1936 Gibson released its first commercially built electric guitar the ES150 which was played by Charlie Christian.
1949 Gibson releases the ES175 which sold for $175- This guitar had a laminated top instead of the solid carved top and was designed more as an electric guitar than as an acoustic.
1964 John D’Angelico passed away at the age of 59.
1965 Jimmy D’Aquisto a twelve year apprentice of John D’Angelico has taken over the D’Angelico shop at 37 Kenmare Street and was continuing on with the traditional fine work of his master. Later Jimmy would be recognized by many as one of the greatest guitar makers ever. By the 90’s Jimmy had broken new ground in the development of the acoustic Archtop, right up until his death in 1995 which sadly was also at the age of only 59.

The first thing to note about the modern Archtop guitars is that they are not always as responsive as many players might expect when comparing them to flat top guitars.
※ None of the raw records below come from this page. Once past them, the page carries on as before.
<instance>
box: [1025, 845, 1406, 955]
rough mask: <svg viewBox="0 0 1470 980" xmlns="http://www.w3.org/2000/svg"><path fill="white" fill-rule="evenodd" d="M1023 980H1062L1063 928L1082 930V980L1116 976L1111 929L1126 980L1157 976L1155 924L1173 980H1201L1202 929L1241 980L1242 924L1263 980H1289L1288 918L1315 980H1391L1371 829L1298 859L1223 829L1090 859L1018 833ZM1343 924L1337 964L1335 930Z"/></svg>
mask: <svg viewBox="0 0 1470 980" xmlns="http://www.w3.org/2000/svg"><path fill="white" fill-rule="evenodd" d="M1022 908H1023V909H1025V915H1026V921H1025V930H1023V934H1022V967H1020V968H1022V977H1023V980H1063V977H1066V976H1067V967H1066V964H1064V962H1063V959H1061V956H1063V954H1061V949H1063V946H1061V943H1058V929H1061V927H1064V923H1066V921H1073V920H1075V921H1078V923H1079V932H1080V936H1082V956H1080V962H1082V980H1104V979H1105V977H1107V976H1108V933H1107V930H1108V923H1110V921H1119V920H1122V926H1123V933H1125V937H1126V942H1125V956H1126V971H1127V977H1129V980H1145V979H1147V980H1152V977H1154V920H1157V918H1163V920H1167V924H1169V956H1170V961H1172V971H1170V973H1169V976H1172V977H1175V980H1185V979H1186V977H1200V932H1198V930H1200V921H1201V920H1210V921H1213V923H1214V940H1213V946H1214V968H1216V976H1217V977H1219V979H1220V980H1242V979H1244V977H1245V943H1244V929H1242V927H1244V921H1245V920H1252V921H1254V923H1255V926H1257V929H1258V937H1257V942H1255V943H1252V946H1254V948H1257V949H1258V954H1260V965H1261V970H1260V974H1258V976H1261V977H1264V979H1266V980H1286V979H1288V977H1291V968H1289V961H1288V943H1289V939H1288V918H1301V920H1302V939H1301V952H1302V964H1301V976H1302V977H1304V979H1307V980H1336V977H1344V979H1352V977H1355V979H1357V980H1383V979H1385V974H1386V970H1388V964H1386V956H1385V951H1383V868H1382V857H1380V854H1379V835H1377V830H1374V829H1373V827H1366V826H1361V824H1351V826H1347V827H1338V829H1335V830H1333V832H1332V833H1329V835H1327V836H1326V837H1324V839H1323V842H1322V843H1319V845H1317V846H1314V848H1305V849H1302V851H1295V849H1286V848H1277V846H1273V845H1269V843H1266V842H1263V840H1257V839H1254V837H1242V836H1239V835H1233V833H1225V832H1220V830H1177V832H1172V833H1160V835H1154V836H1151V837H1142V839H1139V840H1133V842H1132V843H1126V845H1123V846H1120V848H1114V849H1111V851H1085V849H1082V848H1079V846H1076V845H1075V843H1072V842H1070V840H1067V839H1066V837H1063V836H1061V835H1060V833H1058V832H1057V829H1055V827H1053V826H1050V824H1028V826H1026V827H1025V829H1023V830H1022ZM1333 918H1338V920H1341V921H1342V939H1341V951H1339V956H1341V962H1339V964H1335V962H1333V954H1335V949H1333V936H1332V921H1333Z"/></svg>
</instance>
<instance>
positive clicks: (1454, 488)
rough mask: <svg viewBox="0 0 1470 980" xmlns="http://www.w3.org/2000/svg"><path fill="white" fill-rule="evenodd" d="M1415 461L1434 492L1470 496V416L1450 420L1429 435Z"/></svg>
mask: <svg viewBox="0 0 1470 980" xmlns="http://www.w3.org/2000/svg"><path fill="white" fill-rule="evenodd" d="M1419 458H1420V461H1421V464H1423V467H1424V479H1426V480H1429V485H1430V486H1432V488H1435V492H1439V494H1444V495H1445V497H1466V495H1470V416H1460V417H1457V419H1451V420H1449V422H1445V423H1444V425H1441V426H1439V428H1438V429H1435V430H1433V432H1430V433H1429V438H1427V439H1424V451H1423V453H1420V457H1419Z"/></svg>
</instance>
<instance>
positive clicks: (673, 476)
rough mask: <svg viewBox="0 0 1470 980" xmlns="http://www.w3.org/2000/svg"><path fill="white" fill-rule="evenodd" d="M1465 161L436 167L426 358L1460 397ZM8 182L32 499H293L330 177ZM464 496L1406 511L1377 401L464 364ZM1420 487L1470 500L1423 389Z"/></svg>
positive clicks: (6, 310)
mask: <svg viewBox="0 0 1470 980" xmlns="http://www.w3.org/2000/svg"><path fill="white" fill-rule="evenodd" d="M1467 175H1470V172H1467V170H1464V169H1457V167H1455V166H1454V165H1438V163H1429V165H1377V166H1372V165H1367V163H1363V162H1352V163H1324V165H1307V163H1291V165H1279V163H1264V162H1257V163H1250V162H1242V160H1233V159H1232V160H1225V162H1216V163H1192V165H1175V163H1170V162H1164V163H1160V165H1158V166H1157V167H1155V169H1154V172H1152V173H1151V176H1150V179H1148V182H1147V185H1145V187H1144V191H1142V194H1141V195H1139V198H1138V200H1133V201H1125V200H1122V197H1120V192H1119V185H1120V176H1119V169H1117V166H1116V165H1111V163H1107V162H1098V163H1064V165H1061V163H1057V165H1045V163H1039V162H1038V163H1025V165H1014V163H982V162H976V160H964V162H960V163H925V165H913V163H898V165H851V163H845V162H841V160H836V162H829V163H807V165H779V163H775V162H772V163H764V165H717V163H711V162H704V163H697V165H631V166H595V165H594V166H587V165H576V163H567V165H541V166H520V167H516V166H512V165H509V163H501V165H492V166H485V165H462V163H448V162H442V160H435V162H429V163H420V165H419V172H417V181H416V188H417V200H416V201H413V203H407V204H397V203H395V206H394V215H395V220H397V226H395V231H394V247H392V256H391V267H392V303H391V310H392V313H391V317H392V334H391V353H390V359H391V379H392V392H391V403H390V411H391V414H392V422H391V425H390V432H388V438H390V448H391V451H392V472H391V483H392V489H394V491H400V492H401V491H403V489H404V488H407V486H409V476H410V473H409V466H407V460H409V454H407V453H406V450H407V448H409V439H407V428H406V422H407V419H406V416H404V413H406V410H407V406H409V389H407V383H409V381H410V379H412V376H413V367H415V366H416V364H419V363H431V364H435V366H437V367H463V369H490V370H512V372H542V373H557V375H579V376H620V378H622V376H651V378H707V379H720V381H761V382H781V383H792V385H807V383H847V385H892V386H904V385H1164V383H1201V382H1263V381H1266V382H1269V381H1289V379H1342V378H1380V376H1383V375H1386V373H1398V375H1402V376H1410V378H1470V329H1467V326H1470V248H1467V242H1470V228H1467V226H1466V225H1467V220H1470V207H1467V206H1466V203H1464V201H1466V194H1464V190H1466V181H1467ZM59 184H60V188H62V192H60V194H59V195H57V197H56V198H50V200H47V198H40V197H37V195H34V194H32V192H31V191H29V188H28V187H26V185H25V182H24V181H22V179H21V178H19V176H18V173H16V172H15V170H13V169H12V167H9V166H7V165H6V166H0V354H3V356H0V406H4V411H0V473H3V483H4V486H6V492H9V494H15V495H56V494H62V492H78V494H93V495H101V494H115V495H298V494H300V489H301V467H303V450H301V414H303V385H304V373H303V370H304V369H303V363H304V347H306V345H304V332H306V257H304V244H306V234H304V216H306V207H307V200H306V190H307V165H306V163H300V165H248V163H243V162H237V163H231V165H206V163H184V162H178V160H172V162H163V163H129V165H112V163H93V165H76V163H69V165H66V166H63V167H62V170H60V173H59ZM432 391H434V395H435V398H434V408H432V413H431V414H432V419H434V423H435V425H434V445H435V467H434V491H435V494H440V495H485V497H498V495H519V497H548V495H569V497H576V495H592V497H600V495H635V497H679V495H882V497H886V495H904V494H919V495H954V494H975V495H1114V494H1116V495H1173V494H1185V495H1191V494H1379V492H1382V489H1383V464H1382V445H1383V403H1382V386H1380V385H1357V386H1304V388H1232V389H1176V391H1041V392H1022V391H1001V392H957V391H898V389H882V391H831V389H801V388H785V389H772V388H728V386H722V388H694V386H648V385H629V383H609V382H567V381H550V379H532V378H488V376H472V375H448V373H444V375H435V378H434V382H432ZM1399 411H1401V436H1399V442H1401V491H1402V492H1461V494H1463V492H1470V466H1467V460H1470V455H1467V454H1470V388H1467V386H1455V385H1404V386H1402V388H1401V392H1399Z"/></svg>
To understand this you need to know a little more about the development history of the Archtop. Around the turn of the 20th century the orchestras etc had begun to introduce the guitar to fatten up their rhythm sections. Now remember, there was no amplification in those days so everything was acoustic. The common flat top guitar of the day did not quite provide what was needed. It was light and responsive but when played loud, became boomy and therefore the centre of sound did not hold together well. The first Archtop design introduced by Orville Gibson in 1897 had an oval hole and was constructed with much thicker timber than a conventional flat top of that time. The top and bottom were carved like a Violin and were more suitable for the appropriate percussive centred bright sound that was required. When played hard and loud, the sound did not break up like the flat top guitar and it was still able to achieve the well centred percussive sound at loud volumes, which was required for the guitar to cut over the top of the orchestra. To accommodate the even louder volume of sound required from a guitar for the big bands, the Archtop soon grew from a 16" Gibson L5 to around 18" and then a rival of Gibson's at that time Stromberg made some Archtops with a very large bout of around 19”.
When electrification and amplification were introduced the Archtop began to shrink again to a size of around 16" for the modern electric Archtop of today. The point of this historical information is to understand how the Archtop guitar at one time was admired for its tone and acoustic ability. Today however, it is no longer appreciated by many in quite the same way. Many modern Archtop guitars that look very traditionally attractive may sound very acceptable when plugged in, but acoustically some of these Archtop guitars often leave a lot to be desired as an acoustic traditional Archtop instrument. It could then be said that the acoustic sound of the Archtop has slowly taken second place to the electrified sound that we hear on most Jazz recordings today.
The traditional Archtop guitars were made with floating adjustable height bridges, so that when the guitarist needed to play louder, they could simply raise the height of the strings, with the use of the bridge height adjustment and avoid fret buzz. In so doing, if it was necessary to raise the strings quite substantially, this might affect the intonation and so then, the floating bridge could be moved slightly backward or forward to correct that problem.
This information should be helpful to evaluate your priorities when looking for an Archtop Guitar.